Masih dalam perasaan yang tidak enak, karna sosok sebelumnya yang aku lihat dari arah samping tempat dudukku didalam angkutan umum ini masih terasa kehadiranya, hanya lampu kuning dan putih yang menyorot dari arah berlawanan yang menjadikan cahaya masuk kedalam angkutan umum ini.
“a kok perasaan engga enak yah...” ucap pak supir dengan tiba-tiba

“maksudnya pak...” jawabku dengan cepat

“barusan pas aa bilang; kenapa berhenti kok tiba-tiba bulu pundak saya berdiri seperti ini yah” ucap pak supir, sambil mengelus-ngelus pundaknya berkali-kali
“ah itu perasaan bapak saja, lagian barusankan aku hanya bencanda pak, maaf hehe” jawabku dengan sedikit tertawa

Akhirnya supir yang mendengarkan jawabanku hanya tersenyum sama denganku, walau aku tau dia juga merasakan apa yang aku rasakan, karna aku melihat betul
bulu pundaknya benar-benar berdiri. Akhirnya aku sengaja bertanya banyak, dan bercerita baru pertama ke pasar kabupaten dan dengan sangat baiknya, pak supir memberikan pengetahuan baru soal pasar dengan segala kejahatan yang sering terjadi disana,
aku hanya mendengarkan dengan baik-baik.

“tapikan aa kenal sama si Abang, amanlah a...” ucap pak supir

Aku hanya tersenyum saja karna tidak bisa menjelaskan segala kebutulan kejadian siang tadi dengan Abang, dan tidak terasa sekolahku sudah terlewati begitu saja
sebuah pertanda tempat dimana aku akan turun (berhenti) akan segera tiba.

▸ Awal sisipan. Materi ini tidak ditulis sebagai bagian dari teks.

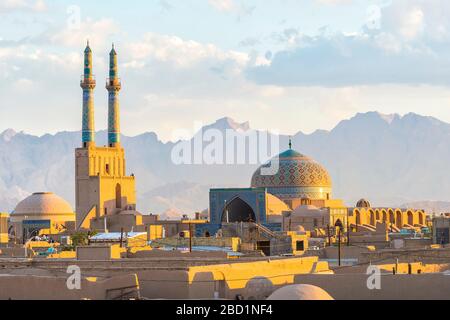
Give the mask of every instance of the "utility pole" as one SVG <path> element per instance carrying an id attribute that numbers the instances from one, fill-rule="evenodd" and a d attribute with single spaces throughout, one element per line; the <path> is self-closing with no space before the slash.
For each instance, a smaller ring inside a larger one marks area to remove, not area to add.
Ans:
<path id="1" fill-rule="evenodd" d="M 327 236 L 328 236 L 328 246 L 331 247 L 331 234 L 330 234 L 330 225 L 327 224 Z"/>
<path id="2" fill-rule="evenodd" d="M 123 228 L 120 229 L 120 247 L 123 248 Z"/>
<path id="3" fill-rule="evenodd" d="M 338 263 L 339 267 L 341 266 L 341 228 L 339 227 L 338 231 Z"/>
<path id="4" fill-rule="evenodd" d="M 350 222 L 349 222 L 349 214 L 347 209 L 347 247 L 350 247 Z"/>

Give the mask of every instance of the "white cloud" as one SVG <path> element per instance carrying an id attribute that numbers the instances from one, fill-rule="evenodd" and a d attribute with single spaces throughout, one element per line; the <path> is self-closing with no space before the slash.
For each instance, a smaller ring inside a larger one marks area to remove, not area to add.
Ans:
<path id="1" fill-rule="evenodd" d="M 93 48 L 104 50 L 111 45 L 109 43 L 111 37 L 117 35 L 119 31 L 119 26 L 112 19 L 86 19 L 81 21 L 78 28 L 65 26 L 61 31 L 54 34 L 47 33 L 46 36 L 53 44 L 72 48 L 79 48 L 89 39 Z"/>
<path id="2" fill-rule="evenodd" d="M 236 9 L 233 0 L 208 0 L 208 2 L 219 11 L 232 12 Z"/>

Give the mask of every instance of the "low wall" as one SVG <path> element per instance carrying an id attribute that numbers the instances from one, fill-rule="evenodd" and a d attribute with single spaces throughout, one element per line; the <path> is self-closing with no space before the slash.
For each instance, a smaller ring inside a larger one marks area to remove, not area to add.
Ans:
<path id="1" fill-rule="evenodd" d="M 367 288 L 365 274 L 299 275 L 296 283 L 311 284 L 336 300 L 448 300 L 450 277 L 435 274 L 384 274 L 381 290 Z"/>
<path id="2" fill-rule="evenodd" d="M 68 277 L 0 275 L 0 300 L 107 300 L 120 298 L 124 293 L 129 293 L 128 297 L 139 297 L 136 275 L 102 281 L 83 278 L 80 290 L 67 288 Z"/>
<path id="3" fill-rule="evenodd" d="M 361 254 L 362 263 L 395 263 L 397 262 L 450 263 L 450 248 L 439 249 L 392 249 L 379 250 Z"/>
<path id="4" fill-rule="evenodd" d="M 255 281 L 269 283 L 270 288 L 277 288 L 294 283 L 296 275 L 314 272 L 331 271 L 326 262 L 309 257 L 180 270 L 147 270 L 137 274 L 142 296 L 149 299 L 235 299 L 236 295 L 248 297 L 249 286 Z"/>

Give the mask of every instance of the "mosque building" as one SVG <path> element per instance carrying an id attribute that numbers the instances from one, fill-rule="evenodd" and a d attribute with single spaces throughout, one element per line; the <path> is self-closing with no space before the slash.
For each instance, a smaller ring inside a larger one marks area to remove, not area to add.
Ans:
<path id="1" fill-rule="evenodd" d="M 135 176 L 126 170 L 125 151 L 120 142 L 120 102 L 122 83 L 117 52 L 109 54 L 108 144 L 95 143 L 92 50 L 84 51 L 82 139 L 75 150 L 74 213 L 70 205 L 52 193 L 35 193 L 19 203 L 10 216 L 9 229 L 16 236 L 23 230 L 136 231 L 152 224 L 151 216 L 136 210 Z M 268 168 L 277 167 L 273 174 Z M 318 236 L 340 224 L 356 231 L 375 231 L 383 223 L 392 232 L 426 227 L 423 210 L 372 208 L 366 200 L 348 208 L 332 197 L 332 179 L 314 159 L 289 149 L 258 168 L 249 188 L 211 189 L 209 222 L 196 228 L 197 235 L 216 234 L 224 225 L 253 223 L 270 232 L 310 231 Z M 5 218 L 3 219 L 5 220 Z M 26 227 L 26 228 L 25 228 Z M 341 228 L 342 228 L 341 227 Z M 28 231 L 26 231 L 28 233 Z"/>
<path id="2" fill-rule="evenodd" d="M 92 50 L 84 51 L 82 146 L 75 150 L 75 185 L 77 229 L 130 231 L 142 225 L 136 211 L 134 175 L 127 175 L 125 151 L 120 144 L 119 92 L 117 53 L 109 54 L 108 145 L 95 143 L 94 89 Z"/>
<path id="3" fill-rule="evenodd" d="M 60 196 L 36 192 L 17 204 L 9 217 L 9 225 L 9 234 L 17 239 L 56 235 L 74 229 L 75 212 Z"/>
<path id="4" fill-rule="evenodd" d="M 265 175 L 273 164 L 275 174 Z M 332 197 L 332 179 L 327 169 L 314 159 L 292 149 L 279 154 L 258 168 L 250 188 L 211 189 L 210 224 L 198 230 L 215 234 L 224 225 L 255 223 L 272 231 L 306 230 L 324 236 L 327 229 L 340 224 L 343 229 L 375 232 L 385 223 L 391 232 L 426 227 L 423 210 L 371 208 L 361 200 L 349 208 Z"/>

“kiri pak didepan...” ucapku

Segera aku kasihkan ongkos sama seperti ongkos berangkat, walaupun penolakan dari pak supir tetap tidak mau menerimanya karna mungkin omongan Abang sebelumnya
yang menitipkanku. Setelah sepakat kalau aku tidak akan bicara pada Abang dan menjelaskan bahwa ini kewajibanku akhirnya supir itu merimanya sambil berkali-kali mengucapkan “terimakasih”

Waktu ibadah magrib yang sudah sangat mepet membuatku harus menunaikan magriban di masjid
kecil yang memang sudah beberapa kali sebelumnya pernah aku gunakan didekat tempat berhentinya angkutan umum.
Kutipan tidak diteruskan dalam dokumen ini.